O nome por trás da generosa doação de R$ 20 milhões que acaba de movimentar os bastidores do Sport Club Internacional é Delcir Sonda. A conta bancária que salva o time gaúcho também foi marcado por uma intensa disputa financeiras do esporte mundial.
O empresário, cuja fortuna é estimada em R$ 5 bilhões, é o comandante da rede Sonda Supermercados, mas também foi o homem que apostou no talento de Neymar muito antes da fama.
De vendedor de feijão a império varejista: quem é Delcir Sonda?
Antes de lidar com cifras milionárias no futebol, a família Sonda começou do zero. Na década de 1960, no interior do Rio Grande do Sul, a família transportava feijão para grandes capitais.
Hoje, a realidade é outra. O Sonda Supermercados, focado no estado de São Paulo, possui mais de 40 lojas e 9 mil colaboradores.
Tornou-se uma das redes que mais faturam no Brasil, apostando em inovação, como lojas 24 horas e e-commerce de ponta.
Foi essa fortuna construída no varejo que permitiu a Delcir, um torcedor apaixonado, injetar os R$ 20 milhões no Internacional “colocando os interesses da instituição acima de tudo”, como celebrou o clube.

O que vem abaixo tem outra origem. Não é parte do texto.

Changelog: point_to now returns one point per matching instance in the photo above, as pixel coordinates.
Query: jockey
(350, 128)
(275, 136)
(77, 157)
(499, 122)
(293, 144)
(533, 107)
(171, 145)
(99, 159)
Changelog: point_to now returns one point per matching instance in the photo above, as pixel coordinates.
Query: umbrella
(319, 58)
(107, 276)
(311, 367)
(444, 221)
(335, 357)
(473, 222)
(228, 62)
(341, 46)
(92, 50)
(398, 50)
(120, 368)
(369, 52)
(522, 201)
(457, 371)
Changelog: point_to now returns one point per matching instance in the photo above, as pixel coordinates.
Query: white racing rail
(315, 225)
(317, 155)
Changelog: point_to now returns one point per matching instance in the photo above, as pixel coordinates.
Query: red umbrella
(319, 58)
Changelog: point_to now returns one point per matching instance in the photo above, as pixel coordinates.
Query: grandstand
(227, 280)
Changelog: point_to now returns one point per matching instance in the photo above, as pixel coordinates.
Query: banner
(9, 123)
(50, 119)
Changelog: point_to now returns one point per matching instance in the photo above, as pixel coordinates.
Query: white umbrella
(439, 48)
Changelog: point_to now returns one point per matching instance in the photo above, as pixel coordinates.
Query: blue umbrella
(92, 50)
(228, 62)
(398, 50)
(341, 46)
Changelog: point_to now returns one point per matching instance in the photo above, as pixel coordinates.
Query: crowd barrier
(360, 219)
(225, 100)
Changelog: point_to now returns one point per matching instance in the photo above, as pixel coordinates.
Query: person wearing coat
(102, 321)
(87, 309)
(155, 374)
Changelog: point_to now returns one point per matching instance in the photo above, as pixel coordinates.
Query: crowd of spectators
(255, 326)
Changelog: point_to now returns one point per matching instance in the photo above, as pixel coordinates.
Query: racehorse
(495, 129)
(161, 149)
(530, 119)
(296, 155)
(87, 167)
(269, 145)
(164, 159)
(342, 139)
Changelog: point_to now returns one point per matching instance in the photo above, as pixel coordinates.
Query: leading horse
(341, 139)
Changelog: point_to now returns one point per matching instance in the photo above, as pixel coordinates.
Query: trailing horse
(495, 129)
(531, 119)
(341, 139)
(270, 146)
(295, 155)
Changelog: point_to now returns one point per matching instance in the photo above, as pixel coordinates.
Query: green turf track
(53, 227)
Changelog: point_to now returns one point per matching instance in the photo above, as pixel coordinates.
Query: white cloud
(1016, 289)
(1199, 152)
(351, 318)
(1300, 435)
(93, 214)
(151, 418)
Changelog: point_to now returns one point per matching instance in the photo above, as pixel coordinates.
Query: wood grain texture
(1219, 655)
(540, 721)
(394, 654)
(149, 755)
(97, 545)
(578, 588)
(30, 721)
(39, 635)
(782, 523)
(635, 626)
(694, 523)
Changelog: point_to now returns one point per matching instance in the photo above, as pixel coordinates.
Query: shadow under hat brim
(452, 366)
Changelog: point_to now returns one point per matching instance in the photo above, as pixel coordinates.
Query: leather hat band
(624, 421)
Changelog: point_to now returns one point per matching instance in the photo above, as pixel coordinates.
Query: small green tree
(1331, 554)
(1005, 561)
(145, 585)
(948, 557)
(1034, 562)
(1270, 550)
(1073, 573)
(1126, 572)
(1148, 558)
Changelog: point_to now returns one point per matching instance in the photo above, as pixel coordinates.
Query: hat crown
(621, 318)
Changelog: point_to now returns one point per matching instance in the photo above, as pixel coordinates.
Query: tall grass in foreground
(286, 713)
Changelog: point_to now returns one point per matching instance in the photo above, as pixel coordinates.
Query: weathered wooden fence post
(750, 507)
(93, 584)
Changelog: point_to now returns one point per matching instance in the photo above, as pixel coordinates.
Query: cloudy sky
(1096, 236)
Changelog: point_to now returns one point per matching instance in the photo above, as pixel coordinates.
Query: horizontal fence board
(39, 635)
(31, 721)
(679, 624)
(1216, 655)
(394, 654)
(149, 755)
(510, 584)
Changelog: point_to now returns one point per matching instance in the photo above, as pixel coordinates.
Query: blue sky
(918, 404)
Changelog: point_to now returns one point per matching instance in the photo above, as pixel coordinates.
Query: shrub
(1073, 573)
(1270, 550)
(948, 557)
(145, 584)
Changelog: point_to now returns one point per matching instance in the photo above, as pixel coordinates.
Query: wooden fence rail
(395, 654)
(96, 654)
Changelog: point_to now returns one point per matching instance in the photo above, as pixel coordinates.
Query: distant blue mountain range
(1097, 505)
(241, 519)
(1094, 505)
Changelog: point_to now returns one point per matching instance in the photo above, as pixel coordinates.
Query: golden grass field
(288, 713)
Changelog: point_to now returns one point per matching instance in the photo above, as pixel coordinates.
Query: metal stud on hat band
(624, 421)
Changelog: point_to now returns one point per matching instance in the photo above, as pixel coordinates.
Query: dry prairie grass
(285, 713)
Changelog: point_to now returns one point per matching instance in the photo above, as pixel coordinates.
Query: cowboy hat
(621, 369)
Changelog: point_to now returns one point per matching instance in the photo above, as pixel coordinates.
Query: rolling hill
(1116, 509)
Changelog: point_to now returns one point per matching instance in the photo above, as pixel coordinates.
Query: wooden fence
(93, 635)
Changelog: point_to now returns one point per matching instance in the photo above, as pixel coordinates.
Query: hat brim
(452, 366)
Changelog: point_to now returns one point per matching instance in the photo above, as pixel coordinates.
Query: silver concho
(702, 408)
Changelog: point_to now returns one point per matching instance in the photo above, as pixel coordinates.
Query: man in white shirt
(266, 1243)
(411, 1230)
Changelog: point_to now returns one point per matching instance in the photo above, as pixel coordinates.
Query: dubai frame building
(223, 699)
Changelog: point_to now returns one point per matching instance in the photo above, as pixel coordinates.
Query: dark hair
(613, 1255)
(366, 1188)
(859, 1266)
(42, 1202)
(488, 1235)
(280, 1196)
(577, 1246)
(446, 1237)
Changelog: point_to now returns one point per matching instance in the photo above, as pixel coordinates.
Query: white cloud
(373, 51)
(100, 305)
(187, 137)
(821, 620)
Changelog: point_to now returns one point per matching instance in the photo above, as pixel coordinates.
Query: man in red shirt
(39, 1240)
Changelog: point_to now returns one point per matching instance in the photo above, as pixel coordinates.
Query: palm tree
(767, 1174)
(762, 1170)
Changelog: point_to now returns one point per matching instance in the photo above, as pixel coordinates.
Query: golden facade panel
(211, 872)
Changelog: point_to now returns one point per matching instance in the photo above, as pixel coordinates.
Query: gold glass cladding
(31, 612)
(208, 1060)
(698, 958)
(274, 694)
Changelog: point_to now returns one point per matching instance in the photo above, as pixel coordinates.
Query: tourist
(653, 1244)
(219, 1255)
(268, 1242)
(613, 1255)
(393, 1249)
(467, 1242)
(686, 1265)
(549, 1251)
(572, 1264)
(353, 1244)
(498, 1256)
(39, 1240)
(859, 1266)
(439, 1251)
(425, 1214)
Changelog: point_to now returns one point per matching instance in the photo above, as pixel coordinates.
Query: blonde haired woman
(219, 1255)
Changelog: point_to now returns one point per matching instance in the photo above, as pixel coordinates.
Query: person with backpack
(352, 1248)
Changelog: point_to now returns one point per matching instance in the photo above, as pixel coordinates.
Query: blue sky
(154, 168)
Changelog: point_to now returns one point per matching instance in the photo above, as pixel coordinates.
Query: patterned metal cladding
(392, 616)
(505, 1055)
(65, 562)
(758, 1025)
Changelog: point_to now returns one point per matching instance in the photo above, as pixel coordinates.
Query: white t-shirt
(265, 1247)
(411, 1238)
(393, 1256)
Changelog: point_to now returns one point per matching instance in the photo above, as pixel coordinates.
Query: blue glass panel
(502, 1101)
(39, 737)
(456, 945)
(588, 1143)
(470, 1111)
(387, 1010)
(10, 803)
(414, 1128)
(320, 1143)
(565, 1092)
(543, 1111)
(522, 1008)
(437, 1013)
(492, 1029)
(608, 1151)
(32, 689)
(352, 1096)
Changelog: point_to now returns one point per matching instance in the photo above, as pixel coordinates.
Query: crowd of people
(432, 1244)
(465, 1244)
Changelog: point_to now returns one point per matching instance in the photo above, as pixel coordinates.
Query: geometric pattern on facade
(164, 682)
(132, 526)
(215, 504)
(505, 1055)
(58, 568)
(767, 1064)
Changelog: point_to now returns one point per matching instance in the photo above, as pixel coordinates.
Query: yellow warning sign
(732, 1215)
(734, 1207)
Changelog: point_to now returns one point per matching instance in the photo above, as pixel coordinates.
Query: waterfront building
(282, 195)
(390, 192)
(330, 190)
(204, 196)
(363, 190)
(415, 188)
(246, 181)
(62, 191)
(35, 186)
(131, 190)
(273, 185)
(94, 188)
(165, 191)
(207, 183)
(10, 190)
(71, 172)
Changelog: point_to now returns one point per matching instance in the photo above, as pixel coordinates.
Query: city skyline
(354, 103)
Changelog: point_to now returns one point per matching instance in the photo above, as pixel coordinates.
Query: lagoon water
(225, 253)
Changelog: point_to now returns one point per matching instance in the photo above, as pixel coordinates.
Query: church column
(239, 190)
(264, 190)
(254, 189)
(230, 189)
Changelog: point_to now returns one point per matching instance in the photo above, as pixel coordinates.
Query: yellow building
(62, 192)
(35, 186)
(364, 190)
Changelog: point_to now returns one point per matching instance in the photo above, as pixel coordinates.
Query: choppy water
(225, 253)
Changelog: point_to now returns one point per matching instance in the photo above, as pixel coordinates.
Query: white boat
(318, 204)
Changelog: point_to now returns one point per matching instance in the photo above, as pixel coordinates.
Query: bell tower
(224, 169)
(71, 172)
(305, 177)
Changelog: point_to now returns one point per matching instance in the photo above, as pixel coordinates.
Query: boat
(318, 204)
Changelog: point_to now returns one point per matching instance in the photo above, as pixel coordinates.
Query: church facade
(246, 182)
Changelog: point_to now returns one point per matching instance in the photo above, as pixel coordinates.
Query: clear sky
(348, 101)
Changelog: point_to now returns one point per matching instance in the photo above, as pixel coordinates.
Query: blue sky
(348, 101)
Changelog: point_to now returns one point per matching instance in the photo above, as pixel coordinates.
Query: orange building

Apostou em Neymar, mas o retorno foi amargo
Mas se no Inter a relação é de amor, com o craque Neymar o sentimento é de revolta. Em 2009, o Santos precisava de dinheiro para manter sua jovem promessa.
Sonda, através de sua empresa de investimentos DIS, pagou cerca de R$ 5 milhões por 40% dos direitos de Neymar. Segundo o Jornal Estadão, em reprodução do The New York Times, a relação era íntima. O magnata e a família do jogador comiam pizza e jogavam bilhar juntos frequentemente.
A ruptura aconteceu na polêmica transferência do craque para o Barcelona, em 2013. Sonda acusa a família de Neymar e o clube espanhol de fecharem acordos paralelos secretos, mascarando o valor real da venda. A DIS recebeu apenas 6,8 milhões de euros, muito menos do que sua fatia original valeria.
O impacto na Justiça: R$ 183 milhões em jogo
Segundo a reportagem do jornal norte-americano, Sonda chegou a mover um processo na Espanha pedindo prisão para os envolvidos e uma indenização de R$ 183 milhões.
Para o magnata, o dinheiro era o de menos. “Eles me enganaram. Eu preciso saber o que aconteceu”, declarou o empresário à época.